À la veille des scrutins, la situation est donc dramatique pour les médias burundais, et plus encore pour les électeurs. L’énorme majorité d’entre eux, désormais habitués au pluralisme des voix, ne peuvent plus recevoir que la RTNB, véhicule de la campagne du parti présidentiel. Si la télévision d’État est entièrement dévolue à la propagande du président sortant, la radio nationale s’est montrée plus mesurée depuis le début de la crise, mais elle est actuellement l’objet d’une tentative de reprise en main, les journalistes les plus professionnels étant écartés ou menacés. Quelques journalistes restés au pays ont lancé des initiatives de diffusion d’informations en ligne (à l’instar de SOS Médias Burundi), via les réseaux sociaux (Facebook, Twitter) ou les plateformes de stockage de contenu (soundcloud); mais, dans un pays dont le taux de pénétration d’internet atteint à peine 8%, ces sources alternatives ne permettent pas de lutter contre la désinformation et les rumeurs qui touchent le plus grand nombre.

Outre les problèmes sécuritaires et la confiscation des libertés publiques, l’annihilation de l’espace médiatique indépendant ôte donc au processus électoral annoncé toute possibilité d’être qualifié de démocratique.

Que retenir de cette situation ?

Le premier constat réside dans la place particulière qu’occupent les médias dans l’espace public burundais : depuis l’échec politique des élections de 2010, les médias sont devenus les seuls espaces restants pour le débat contradictoire, ce qui les a amenés à se substituer à une opposition politique aphone, absente ou affaiblie. Ce positionnement ambigu a été pour les radios lourd de conséquences, puisque le pouvoir a développé une rhétorique les assimilant à l’opposition et donc les érigeant en adversaires politiques à part entière, alors qu’elles se veulent un lieu de dialogue pour toutes les composantes de la société burundaise10. Aujourd’hui, si les radios sont interdites de fonctionnement, c’est parce qu’elles sont sous le coup d’une procédure judiciaire : ayant permis aux putschistes du 13 mai de faire des déclarations sur leurs antennes, elles sont soupçonnées de complicité avec les militaires.

Le second enseignement que l’on peut tirer est que, en une quinzaine d’années d’existence, les radios privées burundaises ont contribué à transformer profondément les mentalités : parce qu’elles reposaient toutes sur des rédactions « multiethniques », parce qu’elles diffusaient de nombreux programmes visant à la réconciliation et à l’apaisement des tensions, parce qu’elles donnaient abondamment la parole aux auditeurs, les radios ont sans doute semé les graines qui ont amené dans la rue une jeunesse consciente de ses droits, frustrée de leur non-reconnaissance et émanant des communautés hutu et tutsi sans distinction.
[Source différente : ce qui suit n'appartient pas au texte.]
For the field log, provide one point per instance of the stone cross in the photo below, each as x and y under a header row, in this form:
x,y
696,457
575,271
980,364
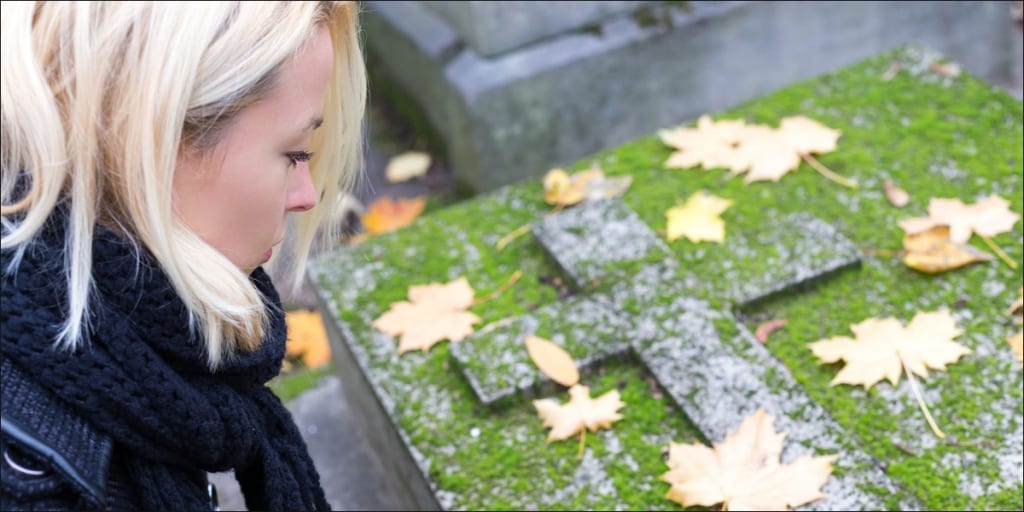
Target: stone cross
x,y
631,303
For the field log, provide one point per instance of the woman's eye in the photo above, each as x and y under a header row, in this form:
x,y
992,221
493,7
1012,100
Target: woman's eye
x,y
295,157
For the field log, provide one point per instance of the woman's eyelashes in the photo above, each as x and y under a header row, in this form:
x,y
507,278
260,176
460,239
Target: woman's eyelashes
x,y
295,157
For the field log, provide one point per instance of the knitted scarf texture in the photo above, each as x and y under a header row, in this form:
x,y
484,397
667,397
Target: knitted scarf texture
x,y
141,378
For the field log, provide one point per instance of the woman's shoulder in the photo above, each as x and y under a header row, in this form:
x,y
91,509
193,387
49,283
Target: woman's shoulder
x,y
51,456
Or, le travail des médias a été rendu possible par le soutien financier de la communauté internationale : ONG internationales (l’américaine Search for Common Ground, la néerlandaise Bénévolencija et la française Institut Panos Paris), coopérations bilatérales (en particulier la Belgique, la France, mais aussi la Suède et le Royaume Uni) et multilatérales (Union européenne, agences des Nations unies) ont consacré aux médias burundais des millions de dollars ces dernières années, permettant l’éclosion d’un secteur des médias diversifié et professionnel, pouvant se permettre une indépendance totale vis-à-vis du pouvoir, mais profondément dépendant de cette aide extérieure. Le rôle joué par les radios montre combien cet investissement, aujourd’hui en grande partie réduit à néant, était justifié et adéquat dans le contexte du Burundi « post-conflit ». Il permet aussi d’espérer que, si les capacités techniques des radios ont pu être détruites en quelques heures, si la corporation des journalistes, jusqu’ici très solidaire, a été ébranlée et fragilisée en quelques semaines11, la prise de conscience par les auditeurs de l’importance et de l’utilité du pluralisme de l’information, de la diversité des opinions et de leur confrontation ne pourra pas être si facilement effacée des esprits. Des élections sans médias libres ne peuvent pas être démocratiques : et ça, grâce aux radios privées, une bonne partie des Burundais le sait, aujourd’hui bien mieux qu’hier…

  1. M.-S. Frère, « Les jeunes radios privées au Burundi, en RDC et au Rwanda », La Revue nouvelle, octobre 2010, p. 55 – 68.
  2. Le paysage médiatique burundais comptait, début 2015, vingt-trois radios, cinq télévisions, trente-six publications (dont beaucoup sont irrégulières) et quelques agences de presse en ligne.
  3. Pourtant, la radio a été, il y a dix ans, très utile à l’ancien mouvement rebelle converti en parti politique. Après avoir été parmi celles qui donnaient la parole aux mouvements armés, elle a même été considérée en 2005 comme offrant une couverture déséquilibrée de la campagne électorale, à l’avantage du CNDD-FDD. Voir M.-S. Frère, Élections et médias en Afrique centrale. Voie des urnes, voix de la paix ?, Karthala, 2009.
  4. En outre, la radio a été fondée par Alexis Sinduhije, ancien journaliste entré en politique en 2009, avec la création du parti MSD : le pouvoir accuse régulièrement la RPA d’être une radio politique, au service de ce parti.
  5. La diffusion en province de ces radios est tributaire de l’utilisation des infrastructures de la RTNB qui sont louées par les radios privées. Cette suspension est donc très facile à opérer pour les autorités publiques.
  6. Il faut souligner que les médias ont été les seuls édifices sciemment ciblés et détruits durant les deux jours de combats armés.
  7. La situation est paradoxale : les journalistes burundais menacés pour leur liberté de ton ont trouvé refuge dans un pays qui n’est pourtant pas un modèle en matière de liberté de la presse.
  8. Deux radios internationales émettent en kirundi : la BBC (trente minutes par jour) et la VOA. Elles ne sont disponibles en FM qu’à Bujumbura.
  9. |Iwacu, 17 juin 2015, http://bit.ly/1GK4kIM. Créé en 2008, Iwacu, qui touche essentiellement une élite urbaine lettrée, tire à deux-mille exemplaires.
  10. La devise de la Radio Isanganiro est explicite : « Le dialogue vaut mieux que la force. »
  11. Les médias burundais ont développé, depuis 2005, des initiatives conjointes de collecte, traitement et diffusion de l’information appelées « synergie des médias ». Voir M.-S. Frère, « Les jeunes radios privées…», op. cit. Les autorités burundaises refusent jusqu’à ce jour la reprise de ce travail collectif, compromis en outre par l’impossible cohabitation, actuellement, entre Réma FM et les autres radios privées.